On our 1991 voyage, we collected leptocephali [eel larvae] and analyzed them to get a general location of the eels’ spawning grounds. This was a large elliptical zone roughly 100 kilometers by 200 kilometers. In 2009, we succeeded in collecting eggs for the first time and were able to narrow down the location of the spawning grounds to within about 10 kilometers. We’ve also concluded that spawning occurs at a depth of around 200 meters. But the whole event is over before you know it, so if we want to have a decent chance of witnessing it, we need to be able to pinpoint the location to within a few hundred meters at the most.

The biggest achievement of our latest voyage was the application of a new technology, analysis of “environmental DNA,” which allows us to detect DNA from mature eels in samples of seawater. Our results suggest that we can use this technique to narrow down the location of the spawning site from 10 kilometers to several hundred meters.

We estimate that the peak of spawning activity occurs about three days before the new moon. On our latest expedition, we saw early indications of spawning activity in the eDNA five days before the new moon. Three days before the new moon we detected an abundance of DNA signals. I believe that spawning occurred not far from where we were.

The Shinkai 6500 manned submersible used in the team’s research. (©JAMSTEC)

Eel Appeal

INTERVIEWER As a biologist, what do you find most appealing about the freshwater eel?

TSUKAMOTO Eels are such strange fish that you sometimes wonder if they’re fish at all. They have no obvious fins except for the pectoral fins. The larval stage is also unusual; the leptocephali look nothing like the adult eels. And then you have those marvelously long, twisty, slimy bodies. Freshwater eels have amazing abilities. For example, they can breathe through their skin, so in a moist environment, they can survive on land for two or three days. They can also climb up a large waterfall.

But it’s their migratory behavior that I find the most fascinating. They swim thousands of miles just to return to the same area to spawn. How do they know where to go? How do they choose the spot? Why do they have to make such a long journey to start with? It’s just a continual source of wonder.

Japan is at the forefront of scientific research on freshwater eels. We’ve collected both adults and eggs from the spawning area of the Japanese eel and were even able to identify a specific spawning site. And our commercial aquaculture methods are the most advanced in the world.

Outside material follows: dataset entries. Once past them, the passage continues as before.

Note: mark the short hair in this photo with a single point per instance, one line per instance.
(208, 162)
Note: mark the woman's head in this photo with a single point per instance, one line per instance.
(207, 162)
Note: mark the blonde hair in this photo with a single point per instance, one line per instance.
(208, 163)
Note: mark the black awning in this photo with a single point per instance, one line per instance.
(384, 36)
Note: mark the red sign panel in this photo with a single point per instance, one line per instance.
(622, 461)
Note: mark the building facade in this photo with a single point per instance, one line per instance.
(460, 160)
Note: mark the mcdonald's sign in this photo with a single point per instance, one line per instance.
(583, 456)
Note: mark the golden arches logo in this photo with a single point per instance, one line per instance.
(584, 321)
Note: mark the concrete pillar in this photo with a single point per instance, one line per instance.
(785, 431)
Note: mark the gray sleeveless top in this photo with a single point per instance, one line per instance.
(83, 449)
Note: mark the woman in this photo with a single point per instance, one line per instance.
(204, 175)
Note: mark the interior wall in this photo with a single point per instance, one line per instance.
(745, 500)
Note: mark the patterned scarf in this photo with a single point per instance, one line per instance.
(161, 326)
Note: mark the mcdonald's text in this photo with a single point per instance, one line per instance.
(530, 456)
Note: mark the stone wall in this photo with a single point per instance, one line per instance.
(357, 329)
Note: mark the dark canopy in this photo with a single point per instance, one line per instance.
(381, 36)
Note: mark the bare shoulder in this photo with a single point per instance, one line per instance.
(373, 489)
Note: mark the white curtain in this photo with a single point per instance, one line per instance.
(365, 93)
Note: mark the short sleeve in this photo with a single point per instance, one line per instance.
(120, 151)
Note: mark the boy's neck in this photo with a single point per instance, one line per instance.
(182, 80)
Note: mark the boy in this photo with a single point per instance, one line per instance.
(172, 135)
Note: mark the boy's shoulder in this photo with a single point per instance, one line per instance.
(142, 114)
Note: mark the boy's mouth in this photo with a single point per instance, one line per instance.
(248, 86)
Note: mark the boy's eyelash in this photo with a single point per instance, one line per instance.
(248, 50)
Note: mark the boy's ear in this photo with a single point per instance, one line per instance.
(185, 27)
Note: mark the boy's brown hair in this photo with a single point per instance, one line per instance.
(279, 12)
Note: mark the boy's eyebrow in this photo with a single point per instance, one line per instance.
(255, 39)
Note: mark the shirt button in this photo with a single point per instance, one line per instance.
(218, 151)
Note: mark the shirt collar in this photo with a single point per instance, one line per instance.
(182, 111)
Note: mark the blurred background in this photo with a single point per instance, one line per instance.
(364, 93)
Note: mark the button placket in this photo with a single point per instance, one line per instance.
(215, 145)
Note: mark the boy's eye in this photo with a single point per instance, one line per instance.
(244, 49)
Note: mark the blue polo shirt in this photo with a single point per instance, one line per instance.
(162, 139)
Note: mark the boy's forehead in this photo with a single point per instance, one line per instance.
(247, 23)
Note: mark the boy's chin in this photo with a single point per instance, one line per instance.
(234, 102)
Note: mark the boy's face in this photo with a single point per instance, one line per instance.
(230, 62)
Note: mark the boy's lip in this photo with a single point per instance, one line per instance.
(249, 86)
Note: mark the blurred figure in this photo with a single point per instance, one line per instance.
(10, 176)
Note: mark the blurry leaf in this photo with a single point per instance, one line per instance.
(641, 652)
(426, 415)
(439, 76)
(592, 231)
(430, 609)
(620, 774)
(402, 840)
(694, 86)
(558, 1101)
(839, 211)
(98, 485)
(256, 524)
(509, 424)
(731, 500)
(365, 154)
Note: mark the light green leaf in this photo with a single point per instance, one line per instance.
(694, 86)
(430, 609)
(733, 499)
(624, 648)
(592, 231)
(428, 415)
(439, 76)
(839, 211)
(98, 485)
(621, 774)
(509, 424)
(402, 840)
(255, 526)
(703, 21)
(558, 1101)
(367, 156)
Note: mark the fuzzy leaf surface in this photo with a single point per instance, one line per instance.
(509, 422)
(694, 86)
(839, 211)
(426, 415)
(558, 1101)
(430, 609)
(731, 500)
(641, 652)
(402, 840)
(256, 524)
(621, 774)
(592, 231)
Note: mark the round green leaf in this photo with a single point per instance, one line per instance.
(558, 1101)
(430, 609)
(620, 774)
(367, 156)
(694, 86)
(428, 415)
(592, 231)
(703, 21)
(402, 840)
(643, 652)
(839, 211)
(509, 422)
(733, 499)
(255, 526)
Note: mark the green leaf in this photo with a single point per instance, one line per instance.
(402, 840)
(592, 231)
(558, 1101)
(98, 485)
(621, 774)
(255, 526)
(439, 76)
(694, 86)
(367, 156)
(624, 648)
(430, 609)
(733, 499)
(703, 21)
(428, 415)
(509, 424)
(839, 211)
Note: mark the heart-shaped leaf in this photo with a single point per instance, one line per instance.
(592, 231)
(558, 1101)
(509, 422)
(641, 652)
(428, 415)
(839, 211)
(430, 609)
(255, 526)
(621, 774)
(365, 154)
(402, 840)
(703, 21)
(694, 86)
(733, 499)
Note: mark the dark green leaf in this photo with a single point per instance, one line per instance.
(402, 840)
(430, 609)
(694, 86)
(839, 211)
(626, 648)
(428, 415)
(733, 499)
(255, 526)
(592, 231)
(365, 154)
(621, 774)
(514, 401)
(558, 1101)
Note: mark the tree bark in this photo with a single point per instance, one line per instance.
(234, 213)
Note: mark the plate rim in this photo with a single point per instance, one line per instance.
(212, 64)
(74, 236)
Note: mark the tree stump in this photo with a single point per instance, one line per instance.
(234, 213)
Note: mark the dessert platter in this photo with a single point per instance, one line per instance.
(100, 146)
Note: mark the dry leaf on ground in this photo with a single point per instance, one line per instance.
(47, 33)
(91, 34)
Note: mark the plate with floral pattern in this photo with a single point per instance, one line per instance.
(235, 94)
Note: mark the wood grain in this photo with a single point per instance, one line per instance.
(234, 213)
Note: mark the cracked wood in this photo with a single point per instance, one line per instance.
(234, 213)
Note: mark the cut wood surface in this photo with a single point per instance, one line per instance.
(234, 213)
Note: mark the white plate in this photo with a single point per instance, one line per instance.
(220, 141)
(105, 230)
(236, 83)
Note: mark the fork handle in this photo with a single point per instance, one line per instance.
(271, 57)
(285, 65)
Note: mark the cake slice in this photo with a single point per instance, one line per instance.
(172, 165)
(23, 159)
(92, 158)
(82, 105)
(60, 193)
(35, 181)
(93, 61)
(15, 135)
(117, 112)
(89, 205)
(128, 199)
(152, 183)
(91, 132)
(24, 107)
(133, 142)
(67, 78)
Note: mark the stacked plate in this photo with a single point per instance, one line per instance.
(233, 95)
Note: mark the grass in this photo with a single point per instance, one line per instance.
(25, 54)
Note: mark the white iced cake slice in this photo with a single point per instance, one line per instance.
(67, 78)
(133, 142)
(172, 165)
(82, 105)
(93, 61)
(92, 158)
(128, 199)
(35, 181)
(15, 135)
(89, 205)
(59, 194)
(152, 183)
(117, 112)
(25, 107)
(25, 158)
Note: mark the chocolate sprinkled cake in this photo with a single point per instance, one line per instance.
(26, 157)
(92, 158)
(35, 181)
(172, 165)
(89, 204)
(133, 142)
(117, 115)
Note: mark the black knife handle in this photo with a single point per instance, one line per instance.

Our researchers have already developed a closed-loop process that allows them to breed multiple generations in captivity, but it isn’t yet viable on a commercial scale. At the moment, the cost amounts to several thousand yen per glass eel. They need to get that down to well below a hundred yen to make it commercially viable. At a few hundred yen, the juveniles could probably be sold to eel farmers if elver landings were to drop sharply.

I’m hoping that, with a little more work, they’ll come up with a commercially viable method of producing glass eels in captivity. If eel farmers could raise their eels from those artificially bred elvers, it would greatly reduce the pressure on stocks of wild eels and open the way for sustainable use of this precious resource.